Since 2016, five no-poaching and wage-fixing agreements charged under the Sherman Act have been dismissed by three juries, one court at the close of the government’s trial case, and by the DOJ. (See Table.)
During the ABA National Institute on White Collar Crime in San Francisco on March 6, 2024, Director of Criminal Enforcement Emma Burnham confirmed that the Antitrust Division remains focused on criminal enforcement on labor market issues, including no-poach agreements.
Antitrust Division leaders continue to confirm their intent to bring criminal investigations and prosecutions involving labor markets. In December, the Principal Deputy Assistant Attorney General in the Antitrust Division confirmed to the Women’s White Collar Defense Association, “We look forward to charging more no-poach and wage-fixing cases”

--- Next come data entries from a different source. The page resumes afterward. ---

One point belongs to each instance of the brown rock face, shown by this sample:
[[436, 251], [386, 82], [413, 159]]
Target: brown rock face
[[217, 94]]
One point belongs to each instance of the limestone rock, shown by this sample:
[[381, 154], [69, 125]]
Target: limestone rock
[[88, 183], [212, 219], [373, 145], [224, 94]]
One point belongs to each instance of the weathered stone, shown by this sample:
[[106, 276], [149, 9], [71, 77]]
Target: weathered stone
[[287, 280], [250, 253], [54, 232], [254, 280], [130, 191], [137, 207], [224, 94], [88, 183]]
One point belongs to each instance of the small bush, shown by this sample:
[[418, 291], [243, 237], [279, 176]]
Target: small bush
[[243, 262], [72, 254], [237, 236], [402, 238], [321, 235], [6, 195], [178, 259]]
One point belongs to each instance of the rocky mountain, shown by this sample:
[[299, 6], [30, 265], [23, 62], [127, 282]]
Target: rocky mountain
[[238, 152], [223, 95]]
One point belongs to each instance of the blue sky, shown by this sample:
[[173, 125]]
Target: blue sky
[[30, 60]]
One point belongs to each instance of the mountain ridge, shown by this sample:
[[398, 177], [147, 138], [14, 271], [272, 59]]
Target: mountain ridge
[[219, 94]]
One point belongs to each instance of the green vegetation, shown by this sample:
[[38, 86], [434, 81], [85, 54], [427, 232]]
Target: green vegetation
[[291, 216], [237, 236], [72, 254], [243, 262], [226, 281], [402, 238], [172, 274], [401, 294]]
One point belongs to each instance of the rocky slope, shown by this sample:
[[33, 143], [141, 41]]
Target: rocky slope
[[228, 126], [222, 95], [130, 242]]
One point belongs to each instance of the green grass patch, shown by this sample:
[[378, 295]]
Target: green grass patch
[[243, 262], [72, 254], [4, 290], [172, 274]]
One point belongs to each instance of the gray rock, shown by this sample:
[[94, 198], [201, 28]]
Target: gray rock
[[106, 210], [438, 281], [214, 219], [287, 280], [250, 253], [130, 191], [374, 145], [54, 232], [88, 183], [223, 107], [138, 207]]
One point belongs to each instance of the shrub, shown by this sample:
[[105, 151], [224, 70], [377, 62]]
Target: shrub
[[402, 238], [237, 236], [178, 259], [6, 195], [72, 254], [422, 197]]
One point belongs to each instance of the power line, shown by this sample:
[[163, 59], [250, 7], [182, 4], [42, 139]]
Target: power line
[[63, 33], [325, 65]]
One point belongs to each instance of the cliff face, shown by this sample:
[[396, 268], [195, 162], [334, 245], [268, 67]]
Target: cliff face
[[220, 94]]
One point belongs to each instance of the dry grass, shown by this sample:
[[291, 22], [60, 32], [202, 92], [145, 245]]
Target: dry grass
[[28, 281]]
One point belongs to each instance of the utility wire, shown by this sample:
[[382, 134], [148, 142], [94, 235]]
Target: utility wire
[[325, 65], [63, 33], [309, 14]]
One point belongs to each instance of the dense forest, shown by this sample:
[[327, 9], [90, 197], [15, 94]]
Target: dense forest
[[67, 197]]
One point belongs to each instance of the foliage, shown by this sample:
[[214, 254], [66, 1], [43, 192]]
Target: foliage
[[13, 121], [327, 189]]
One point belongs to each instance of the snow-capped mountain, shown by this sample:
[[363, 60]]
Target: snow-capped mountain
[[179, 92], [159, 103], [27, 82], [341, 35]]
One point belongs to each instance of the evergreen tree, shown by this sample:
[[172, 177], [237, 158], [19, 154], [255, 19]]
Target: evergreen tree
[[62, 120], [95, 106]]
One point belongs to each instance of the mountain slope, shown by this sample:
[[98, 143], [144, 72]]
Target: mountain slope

The sole conviction in a no-poach case to date came from a plea agreement with a health care staffing company for a relatively low criminal fine of $62,000 and restitution of $72,000. The fine and restitution were a fraction of the litigation costs that would have resulted had the case proceeded to trial. Of note, the plea agreement was reached after two motions to dismiss the indictment were filed based on alleged government misconduct and the district court set an evidentiary hearing with witnesses. The parties then asked the court to continue the hearing and negotiated a resolution. In the same case, an individual entered into a pretrial diversion agreement—understood to be the first one for the Antitrust Division—and the indictment was dismissed upon the prompt completion of community service.
In continuing developments on no poach issues, on March 18, 2024, the U.S. Supreme Court denied certiorari review on a case asking whether per se analysis or the rule of reason should apply to intrabrand restraints and to no-hire agreements. As the questions were presented, “(1) Whether intrabrand hiring restraints are presumptively subject to per se Sherman Act analysis whenever they have a horizontal component; and (2) whether courts assessing a restraint under the Sherman Act must ignore procompetitive effects in related markets.” The case returns for further proceedings to the Seventh Circuit and district court.